Gary Person, City Manager of Sidney and my tour guide of the town along with Megan McGown, head of the local chamber, told me of how Cabela’s came to Sidney, “John Deere had a regional distribution center here in town. It was a four story, obsolete building that was built right on the rails. When John Deere couldn’t get rid of the building, they donated it to the local hospital.”

At the luncheon celebration for the Cabelas, Gerald Matzke, who was on the hospital board at the time carried on that story, “When the hospital took that building from the John Deere Plow Company, we were roundly criticized on Main Street. People thought that we’d been given a building that we’d never ever be able to get rid of. After we’d sat on it for about a year, somebody heard about two boys over in Chappell who were looking to grow into a bigger building. Two of our local realtors went over to see them and they came over three times to look at it. After a lot of negotiations, we finally sold it to them for $1 per square foot or a total of $50,000 for the 50,000 sf building. We even financed it for them. They only had 15 or 16 employees at the time. We eventually bought a new X-Ray machine with the money we got from selling that building to them.”

Mary Cabela told me, “We didn’t know what we were going to do with all of that space. We thought that we would never, ever fill up that building but within two years it was full.”

Dick Cabela added, “It was like a gift for us getting that building from the hospital. Both Jim and I had gone to high school here and had a lot of contacts in Sidney. Moving here was a great decision.”

Jim Cabela talked about the origin of the company, “My grandfather was in the hardware business in Brainerd, NE and my father started a similar store in Chappell during the Great Depression. He expanded into furniture and my brother Jerry still runs the store there. Dick was running the furniture store and he and Mary were doing the mail order business on the side. When I got out of the military Dick asked me to start running it. We were sending out mimeographed catalogs at the time.”

His brother Dick added, “It was only a hobby at the time. We were taking baby steps. We had four young children at the time (they have nine today) and those kids had to eat, so I continued at the furniture store and we put everything we earned in the catalog business back into it. My Dad was our role model in building the business. He was always strong on customer service, honesty and treating the employees just like you would your customers. He always bent over backwards to be fair. We started out in fishing but quickly added hunting so that we had something to sell in the fall. Now the fall is our really big sales period.”

After the move to Sidney and an expansion to Kearney, NE for customer service operations, Cabela’s added their first retail store. Dick told me, “We had this warehouse in Kearney and we converted about 30,000 sf into a retail operation. Today we are about ½ retail and ½ catalog with the internet really having a positive impact.”

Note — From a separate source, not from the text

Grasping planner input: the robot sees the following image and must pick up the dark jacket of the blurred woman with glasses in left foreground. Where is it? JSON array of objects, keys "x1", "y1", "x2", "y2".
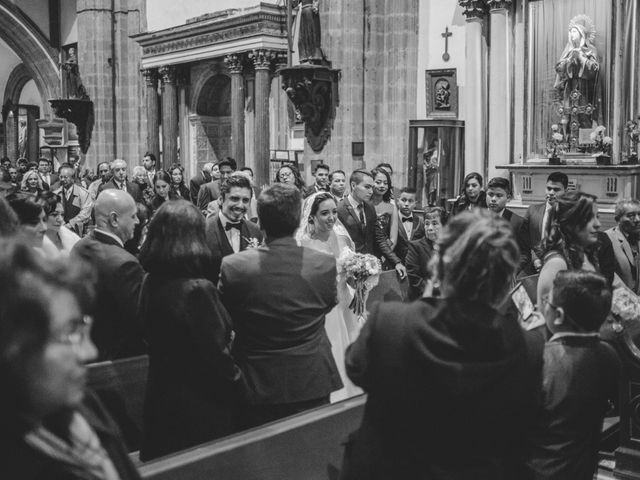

It wasn’t all straight uphill as Mary explained, “We tried to do a gift catalog selling all sorts of funny things like exploding golf balls. It bombed on us. We also tried catalogs aimed at golfing and cross country skiing, but they didn’t work for us.”

Today, Cabela’s operates out of 27 retail stores that are often the number one tourist attraction in many states in addition to their catalog operations. They produce 76 different catalogs each year, shipping over 120 million catalogs to every state in the country and over 120 different countries. In 2004 the company went public under the ‘CAB’ symbol on the New York Stock Exchange.

Going public was obviously a difficult decision, driven mainly by concerns for how to be able to continue the business due to estate tax concerns. Mary said, “It was the toughest decision that we ever made. It was like losing a baby.”

Dick added, “Before we were public, we had one lawyer on staff. Now we’ve got five. It makes the business a lot more complicated.”

Dick reminisced, “Those first years in business were our best times. Going out on the town was actually sitting at home and popping some popcorn.”

Dick and Mary are adding onto their original home in downtown Sidney, although it is quite an “addition”. The project started in 2000 and they hope to have it completed sometime this summer. Mary said, “We started out just wanting to add a trophy room onto the house, then we decided to gut our original house. We added a library, a gun room and all sorts of things into the addition.”

The “addition” will feature different animals that they’ve hunted on every continent in the world with their nine children and 22 grandchildren. My guess is that their 7 great-grandchildren will also learn to love the outdoors like Dick and Mary.

It was a wonderful day for me. I love talking with incredible entrepreneurs like Dick, Mary and Jim Cabela.